Wichita (Emma Stone), Tallahassee (Woody Harrelson), Columbus (Jesse Eisenberg) and Little Rock (Abigail Breslin) pay their respects to a fallen hero in Zombieland

Movie summary: A shy student trying to reach his family in Ohio, a gun-toting tough guy trying to find the last Twinkie, and a pair of sisters trying to get to an amusement park join forces to travel across a zombie-filled America. (IMDb)

It took me a while to give Zombieland a go when it first came out, with the movie coming across at the time as US, and lesser, version of Shaun of the Dead. The thing is, I'd say the comparison still stands, but this movie is by no means 'lesser'.
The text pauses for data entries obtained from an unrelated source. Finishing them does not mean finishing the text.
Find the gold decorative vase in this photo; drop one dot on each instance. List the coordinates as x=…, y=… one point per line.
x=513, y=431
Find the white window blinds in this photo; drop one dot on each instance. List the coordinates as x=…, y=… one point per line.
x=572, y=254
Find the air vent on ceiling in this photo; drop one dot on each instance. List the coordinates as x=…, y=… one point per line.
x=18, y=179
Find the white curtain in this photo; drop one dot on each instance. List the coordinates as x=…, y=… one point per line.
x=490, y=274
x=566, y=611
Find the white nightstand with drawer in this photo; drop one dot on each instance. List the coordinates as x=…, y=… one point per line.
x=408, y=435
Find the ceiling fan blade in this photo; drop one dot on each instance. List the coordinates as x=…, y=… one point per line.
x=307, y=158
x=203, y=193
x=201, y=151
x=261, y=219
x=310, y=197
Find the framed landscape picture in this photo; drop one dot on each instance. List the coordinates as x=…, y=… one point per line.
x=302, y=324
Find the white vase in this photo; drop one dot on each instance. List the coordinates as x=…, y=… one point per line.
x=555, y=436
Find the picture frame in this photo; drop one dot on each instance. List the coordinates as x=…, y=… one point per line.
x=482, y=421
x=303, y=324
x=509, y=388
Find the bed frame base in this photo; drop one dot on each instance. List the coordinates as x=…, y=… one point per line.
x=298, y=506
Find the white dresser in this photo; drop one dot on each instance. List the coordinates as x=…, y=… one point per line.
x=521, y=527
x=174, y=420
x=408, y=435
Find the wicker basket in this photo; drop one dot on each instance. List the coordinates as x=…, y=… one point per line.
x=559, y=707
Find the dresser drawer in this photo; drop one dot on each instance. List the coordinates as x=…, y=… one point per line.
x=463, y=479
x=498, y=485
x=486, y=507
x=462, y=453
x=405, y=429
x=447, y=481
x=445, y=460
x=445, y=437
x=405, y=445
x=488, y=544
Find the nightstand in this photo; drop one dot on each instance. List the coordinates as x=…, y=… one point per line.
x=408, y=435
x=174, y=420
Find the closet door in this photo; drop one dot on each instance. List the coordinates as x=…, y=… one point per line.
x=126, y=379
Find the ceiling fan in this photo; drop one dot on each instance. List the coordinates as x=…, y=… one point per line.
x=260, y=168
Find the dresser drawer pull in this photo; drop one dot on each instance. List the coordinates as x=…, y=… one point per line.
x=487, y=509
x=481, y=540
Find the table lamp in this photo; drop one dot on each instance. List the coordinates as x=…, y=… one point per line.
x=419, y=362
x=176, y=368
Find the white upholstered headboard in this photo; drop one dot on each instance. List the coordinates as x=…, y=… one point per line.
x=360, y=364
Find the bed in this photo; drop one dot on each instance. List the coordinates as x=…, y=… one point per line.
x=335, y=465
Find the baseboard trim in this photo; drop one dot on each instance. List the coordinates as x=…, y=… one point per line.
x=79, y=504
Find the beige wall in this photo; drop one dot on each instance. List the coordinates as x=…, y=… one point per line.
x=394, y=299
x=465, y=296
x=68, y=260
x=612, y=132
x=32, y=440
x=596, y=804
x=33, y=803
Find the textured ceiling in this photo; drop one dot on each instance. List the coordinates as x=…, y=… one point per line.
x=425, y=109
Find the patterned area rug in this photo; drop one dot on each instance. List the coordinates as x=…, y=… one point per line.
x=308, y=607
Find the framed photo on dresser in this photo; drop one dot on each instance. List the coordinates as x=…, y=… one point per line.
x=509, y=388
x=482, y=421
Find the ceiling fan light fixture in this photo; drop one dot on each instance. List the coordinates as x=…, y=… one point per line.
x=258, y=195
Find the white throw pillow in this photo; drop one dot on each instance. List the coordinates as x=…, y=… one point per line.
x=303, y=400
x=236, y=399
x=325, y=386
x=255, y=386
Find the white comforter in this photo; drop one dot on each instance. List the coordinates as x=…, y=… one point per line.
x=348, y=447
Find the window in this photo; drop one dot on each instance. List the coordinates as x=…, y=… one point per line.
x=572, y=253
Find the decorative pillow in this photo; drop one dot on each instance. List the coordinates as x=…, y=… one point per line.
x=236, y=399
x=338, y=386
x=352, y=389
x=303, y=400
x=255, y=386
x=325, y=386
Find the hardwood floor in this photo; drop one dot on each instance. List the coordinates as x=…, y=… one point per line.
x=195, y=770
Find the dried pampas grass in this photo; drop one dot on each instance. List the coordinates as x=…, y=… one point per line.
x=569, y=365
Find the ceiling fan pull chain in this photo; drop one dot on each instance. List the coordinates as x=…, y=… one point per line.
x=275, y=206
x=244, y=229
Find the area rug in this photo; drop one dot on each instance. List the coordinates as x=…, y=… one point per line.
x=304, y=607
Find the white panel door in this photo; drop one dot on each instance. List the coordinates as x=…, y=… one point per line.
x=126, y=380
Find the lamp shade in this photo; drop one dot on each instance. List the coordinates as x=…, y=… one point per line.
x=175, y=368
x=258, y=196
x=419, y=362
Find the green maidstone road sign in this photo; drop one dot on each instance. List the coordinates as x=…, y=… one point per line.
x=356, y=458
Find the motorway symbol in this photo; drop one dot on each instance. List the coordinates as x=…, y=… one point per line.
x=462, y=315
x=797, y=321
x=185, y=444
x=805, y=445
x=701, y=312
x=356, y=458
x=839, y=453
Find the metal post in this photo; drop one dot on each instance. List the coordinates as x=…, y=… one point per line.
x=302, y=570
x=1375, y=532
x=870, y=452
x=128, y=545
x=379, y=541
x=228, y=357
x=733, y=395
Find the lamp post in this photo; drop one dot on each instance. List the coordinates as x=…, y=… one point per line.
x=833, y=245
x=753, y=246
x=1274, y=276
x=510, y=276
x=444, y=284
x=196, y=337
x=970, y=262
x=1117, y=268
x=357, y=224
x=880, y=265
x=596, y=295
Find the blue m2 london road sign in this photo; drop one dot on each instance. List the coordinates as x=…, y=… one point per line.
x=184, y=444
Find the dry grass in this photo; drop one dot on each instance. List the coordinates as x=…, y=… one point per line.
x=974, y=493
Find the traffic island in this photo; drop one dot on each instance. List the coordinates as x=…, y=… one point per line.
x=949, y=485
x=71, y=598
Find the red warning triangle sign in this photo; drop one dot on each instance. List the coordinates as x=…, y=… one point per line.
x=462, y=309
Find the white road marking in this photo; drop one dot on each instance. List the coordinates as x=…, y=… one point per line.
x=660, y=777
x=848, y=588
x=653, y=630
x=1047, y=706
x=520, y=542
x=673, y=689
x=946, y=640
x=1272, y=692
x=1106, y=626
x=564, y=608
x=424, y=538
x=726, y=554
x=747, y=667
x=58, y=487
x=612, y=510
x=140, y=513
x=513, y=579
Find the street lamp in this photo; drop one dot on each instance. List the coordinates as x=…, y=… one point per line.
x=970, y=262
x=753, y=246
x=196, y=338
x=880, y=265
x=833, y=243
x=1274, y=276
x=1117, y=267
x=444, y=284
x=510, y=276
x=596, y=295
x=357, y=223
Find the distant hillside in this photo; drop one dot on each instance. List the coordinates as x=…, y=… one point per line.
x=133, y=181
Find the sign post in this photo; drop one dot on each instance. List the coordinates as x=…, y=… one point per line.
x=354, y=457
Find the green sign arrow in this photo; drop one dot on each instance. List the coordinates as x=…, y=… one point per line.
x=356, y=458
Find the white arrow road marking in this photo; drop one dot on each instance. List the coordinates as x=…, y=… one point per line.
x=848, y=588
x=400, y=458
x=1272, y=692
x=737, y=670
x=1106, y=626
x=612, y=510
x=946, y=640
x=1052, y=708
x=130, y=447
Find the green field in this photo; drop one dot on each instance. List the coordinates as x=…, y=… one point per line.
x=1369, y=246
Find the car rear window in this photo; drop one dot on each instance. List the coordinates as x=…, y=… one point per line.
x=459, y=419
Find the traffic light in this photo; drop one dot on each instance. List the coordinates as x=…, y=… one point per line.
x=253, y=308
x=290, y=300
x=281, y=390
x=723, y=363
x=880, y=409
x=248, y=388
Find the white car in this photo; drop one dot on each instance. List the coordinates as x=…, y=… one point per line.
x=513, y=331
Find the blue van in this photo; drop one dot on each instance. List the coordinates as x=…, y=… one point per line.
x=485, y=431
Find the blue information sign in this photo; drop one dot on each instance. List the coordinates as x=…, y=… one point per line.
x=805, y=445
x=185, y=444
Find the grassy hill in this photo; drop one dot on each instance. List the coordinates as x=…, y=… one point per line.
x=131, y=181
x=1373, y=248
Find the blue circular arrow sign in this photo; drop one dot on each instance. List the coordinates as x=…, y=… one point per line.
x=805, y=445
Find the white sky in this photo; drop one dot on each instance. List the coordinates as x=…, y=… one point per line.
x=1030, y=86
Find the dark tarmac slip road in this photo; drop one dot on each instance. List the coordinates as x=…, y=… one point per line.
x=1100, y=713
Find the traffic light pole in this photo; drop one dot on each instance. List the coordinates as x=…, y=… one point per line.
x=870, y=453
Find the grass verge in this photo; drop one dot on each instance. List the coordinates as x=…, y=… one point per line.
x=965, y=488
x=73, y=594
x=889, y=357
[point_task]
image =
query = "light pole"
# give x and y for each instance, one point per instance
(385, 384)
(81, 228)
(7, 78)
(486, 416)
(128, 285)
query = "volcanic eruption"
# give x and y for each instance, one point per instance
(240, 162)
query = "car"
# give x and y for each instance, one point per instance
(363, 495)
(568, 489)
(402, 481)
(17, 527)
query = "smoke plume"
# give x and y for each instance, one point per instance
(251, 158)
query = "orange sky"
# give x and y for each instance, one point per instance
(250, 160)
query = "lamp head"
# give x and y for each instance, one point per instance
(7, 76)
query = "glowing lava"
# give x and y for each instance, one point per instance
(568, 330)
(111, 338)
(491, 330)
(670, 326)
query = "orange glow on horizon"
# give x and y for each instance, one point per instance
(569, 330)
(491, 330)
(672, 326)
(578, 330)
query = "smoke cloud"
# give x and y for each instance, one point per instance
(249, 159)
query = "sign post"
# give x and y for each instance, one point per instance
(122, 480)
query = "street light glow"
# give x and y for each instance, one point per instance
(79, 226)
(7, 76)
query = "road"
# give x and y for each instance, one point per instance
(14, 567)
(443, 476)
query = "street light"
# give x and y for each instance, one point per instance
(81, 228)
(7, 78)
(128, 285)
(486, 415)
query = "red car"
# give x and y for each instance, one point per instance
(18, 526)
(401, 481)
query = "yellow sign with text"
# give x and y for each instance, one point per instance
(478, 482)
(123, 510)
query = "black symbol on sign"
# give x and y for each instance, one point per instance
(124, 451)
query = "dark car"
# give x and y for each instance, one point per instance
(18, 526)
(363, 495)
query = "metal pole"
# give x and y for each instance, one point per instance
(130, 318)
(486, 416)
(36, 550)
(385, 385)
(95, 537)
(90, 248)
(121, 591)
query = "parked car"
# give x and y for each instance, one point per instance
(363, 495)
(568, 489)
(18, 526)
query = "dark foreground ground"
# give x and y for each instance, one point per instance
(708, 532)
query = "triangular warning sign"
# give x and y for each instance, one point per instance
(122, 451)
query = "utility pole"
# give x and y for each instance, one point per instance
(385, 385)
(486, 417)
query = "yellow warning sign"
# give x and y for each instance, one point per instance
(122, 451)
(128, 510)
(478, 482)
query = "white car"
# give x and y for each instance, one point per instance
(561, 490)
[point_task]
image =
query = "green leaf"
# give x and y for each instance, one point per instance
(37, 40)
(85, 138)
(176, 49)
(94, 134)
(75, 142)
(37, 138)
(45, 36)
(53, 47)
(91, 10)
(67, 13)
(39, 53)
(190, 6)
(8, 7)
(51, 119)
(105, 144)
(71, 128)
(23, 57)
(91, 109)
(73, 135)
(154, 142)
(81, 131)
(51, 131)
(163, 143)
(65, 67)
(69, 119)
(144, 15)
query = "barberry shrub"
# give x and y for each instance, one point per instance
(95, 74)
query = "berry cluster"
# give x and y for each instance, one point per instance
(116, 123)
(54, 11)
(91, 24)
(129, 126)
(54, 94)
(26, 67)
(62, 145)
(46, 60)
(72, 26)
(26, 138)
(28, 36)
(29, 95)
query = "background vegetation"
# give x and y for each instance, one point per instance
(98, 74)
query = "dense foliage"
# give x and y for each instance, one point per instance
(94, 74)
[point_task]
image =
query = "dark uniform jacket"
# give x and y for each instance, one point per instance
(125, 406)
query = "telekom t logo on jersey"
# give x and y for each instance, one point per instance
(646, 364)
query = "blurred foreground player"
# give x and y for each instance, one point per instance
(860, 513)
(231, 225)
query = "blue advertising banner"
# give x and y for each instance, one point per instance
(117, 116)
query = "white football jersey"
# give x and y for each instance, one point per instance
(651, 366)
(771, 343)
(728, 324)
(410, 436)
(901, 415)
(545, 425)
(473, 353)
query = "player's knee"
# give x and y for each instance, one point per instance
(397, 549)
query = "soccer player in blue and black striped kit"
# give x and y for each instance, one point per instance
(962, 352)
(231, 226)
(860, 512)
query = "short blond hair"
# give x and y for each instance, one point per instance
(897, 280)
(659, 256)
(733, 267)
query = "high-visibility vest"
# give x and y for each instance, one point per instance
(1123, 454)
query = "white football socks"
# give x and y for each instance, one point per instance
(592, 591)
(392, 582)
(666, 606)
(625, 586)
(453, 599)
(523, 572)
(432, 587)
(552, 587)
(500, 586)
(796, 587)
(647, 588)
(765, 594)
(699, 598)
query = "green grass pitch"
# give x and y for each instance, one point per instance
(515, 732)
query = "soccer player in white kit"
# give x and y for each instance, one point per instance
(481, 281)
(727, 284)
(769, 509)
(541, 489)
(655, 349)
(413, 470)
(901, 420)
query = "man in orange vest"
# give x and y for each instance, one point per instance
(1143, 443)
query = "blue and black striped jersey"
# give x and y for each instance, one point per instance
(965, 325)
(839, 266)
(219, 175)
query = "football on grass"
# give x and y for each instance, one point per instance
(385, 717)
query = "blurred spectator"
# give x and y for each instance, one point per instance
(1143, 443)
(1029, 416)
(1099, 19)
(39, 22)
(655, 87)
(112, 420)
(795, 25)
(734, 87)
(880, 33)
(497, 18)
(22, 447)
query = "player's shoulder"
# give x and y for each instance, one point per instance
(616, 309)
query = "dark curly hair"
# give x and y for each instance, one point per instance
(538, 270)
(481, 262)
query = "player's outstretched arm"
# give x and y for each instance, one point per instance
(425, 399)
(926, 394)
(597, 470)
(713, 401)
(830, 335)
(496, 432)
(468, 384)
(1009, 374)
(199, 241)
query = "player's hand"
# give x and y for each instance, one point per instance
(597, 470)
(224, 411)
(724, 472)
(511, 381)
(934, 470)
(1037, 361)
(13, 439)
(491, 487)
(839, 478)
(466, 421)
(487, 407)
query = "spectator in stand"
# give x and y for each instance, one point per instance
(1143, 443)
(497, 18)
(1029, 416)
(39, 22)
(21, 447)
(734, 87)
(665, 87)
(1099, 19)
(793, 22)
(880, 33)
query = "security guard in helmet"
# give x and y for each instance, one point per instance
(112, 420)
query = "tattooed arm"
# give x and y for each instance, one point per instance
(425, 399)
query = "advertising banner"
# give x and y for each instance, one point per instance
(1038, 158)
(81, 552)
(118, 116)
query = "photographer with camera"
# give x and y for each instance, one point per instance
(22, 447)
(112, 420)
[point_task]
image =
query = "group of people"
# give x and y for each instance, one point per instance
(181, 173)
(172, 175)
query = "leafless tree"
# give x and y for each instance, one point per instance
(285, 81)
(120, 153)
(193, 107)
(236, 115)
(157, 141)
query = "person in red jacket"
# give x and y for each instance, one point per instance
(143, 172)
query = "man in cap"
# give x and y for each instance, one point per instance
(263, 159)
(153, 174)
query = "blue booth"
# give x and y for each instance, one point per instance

And, to be fair, the comparison between the two movies only really comes from the meshing of comedy and zombie movies, with a central romance to act as a third pillar shoring the movies up. Both films try for different tones and certainly different characters to make them both worth a watch.

The characters are really what make both movies special, although my favourite if the lot is probably Woody Harrelson's Tallahassee. It's tough to describe his character thanks to how complex he is, which is pretty incredible for a movie like Zombieland.

You could simplify things and say that he's a jerk with a heart of gold, but that neither explains why he acts like a jerk in the first place and nor does he have a heart of gold, instead gradually opening up across the movie's duration.

Honestly, the reason Tallahassee stands out is that he's definitely larger than life, but never unrealistically so, with there always being a funny moment to undercut his bombast, or a more human moment to realise that he's really putting on an act and not actually like he behaves.

This is also my favourite Jesse Eisenberg performance too, despite how great he also was in The Social Network. He's playing an awkward, stereotypically-geeky type as Columbus, but his character isn't quite that shallow either, with some clear lines that he will not allowed to be crossed too.

Emma Stone is also fantastic as Wichita, and it's very easy to see why someone like Columbus would fall for her so fast. She's virtually a femme fatale for most of the movie, but - much like Tallahassee - she opens up considerably by the time Zombieland is over.

Rounding out the quartet is Abigail Breslin as Little Rock, who arguably gets less development or depth than the others, because - as flashbacks show - she's been subverting people's expectations of her before the end of the world happened anyway. While I can't fault her performance at all, there's a certain something lacking in Little Rock's character that just holds her back half a step from the others.

Tallahassee (Woody Harrelson) and Columbus (Jesse Eisenberg) hunt for Twinkies in Zombieland

I don't think it's really any particular fault of the writing, more a necessary drawback to that type of character full-stop. I think if you were to try and make Little Rock more complex, it'd be a completely different movie and it would probably require the character being aged up considerably.

Outside of Little Rock, the writing is rock-solid, coming from the writers of both Deadpool movies, Rhett Reese and Paul Wernick. Back when they were announced as the writers for the Merc with a Mouth, I knew they'd be fine precisely because of how this movie acted as an almost perfect test run for that type of film.

Superpowers aside, there's a lot of shared substance between Zombieland and Deadpool, including fourth-wall breaking with Columbus acting as narrator for the audience here, and even Tallahassee talking to the camera at one point.

Much like Deadpool, it all feels entirely appropriate to the movie's tone and premise, acting as one of the main differences between Zombieland and Shaun of the Dead. The latter might have sly winks at the audience, the former doesn't even think about being subtle about it.

My only real criticism is about how generic everything looks - although I'm not really sure that's the right word. Zombieland just isn't a particularly interesting film from a visual standpoint outside of the group destroying a store and the finale at an abandoned amusement park.

It's lucky then that the characters and those playing them are just so damned good. There's a sequel coming out in 2019 which will mark a decade since this movie was released and the visuals are the only part of Zombieland that I think require any kind of improvement - as far as anything else goes, I'll be very, very happy with more of the same.

Zombieland is a really great film centred by fantastic performances from the central foursome. It's funny and sweet while being filled with blood and gore - a dirtier and rougher US equivalent to Shaun of the Dead. It's really, really funny and I can't wait for the sequel.